I’ve done a lot of Microsoft exams over the years, mostly SQL Server ones but plenty of others too. And one thing that I really don’t like is when the questions are:

  • Purely academic (ie: would never happen)
  • Memory based (ie: who cares what the DTU limit is for a P3 today?)
  • Clearly not written by someone who actually uses the product

Today, I want to mention an item in the last category.

In many exams, I’ve seen T-SQL code for triggers and one of the instant tell-tale signs of whether the author of the question really uses triggers or has just read the documentation and thinks they know about triggers, is whether or not they’ve used SET NOCOUNT ON.

If an application updates two rows in a table, SQL Server tells it that two rows were updated.

If you then add a trigger that, for example, updates a row in another table, SQL Server will now tell the application that three rows were updated.

This is enough to break many applications.

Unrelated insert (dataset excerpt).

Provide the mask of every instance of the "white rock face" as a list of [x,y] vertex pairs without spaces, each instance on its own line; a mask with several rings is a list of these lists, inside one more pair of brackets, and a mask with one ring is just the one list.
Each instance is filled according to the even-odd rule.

The application that sent the update won’t want to know about other rows inserted, updated, deleted, etc. by your trigger. That will only confuse or break things.

While there are odd exceptions where you do want the default behavior, the answer to this is to use SET NOCOUNT ON. When we are teaching students to write triggers, we tell them that nearly every DML trigger should start with SET NOCOUNT ON. Check out the documentation here:

https://docs.microsoft.com/en-us/sql/t-sql/statements/set-nocount-transact-sql

SET NOCOUNT ON stops the count of affected rows being returned for an operation. The beauty of using this in a trigger is that it stops the count of rows affected by the trigger from affecting the count that the application sees.

So, when I see a whole lot of exam questions on triggers and none of them include this, that’s really disappointing in so many ways. Learn to use this in your trigger code.

(Note that we try to avoid using triggers in the first place most of the time).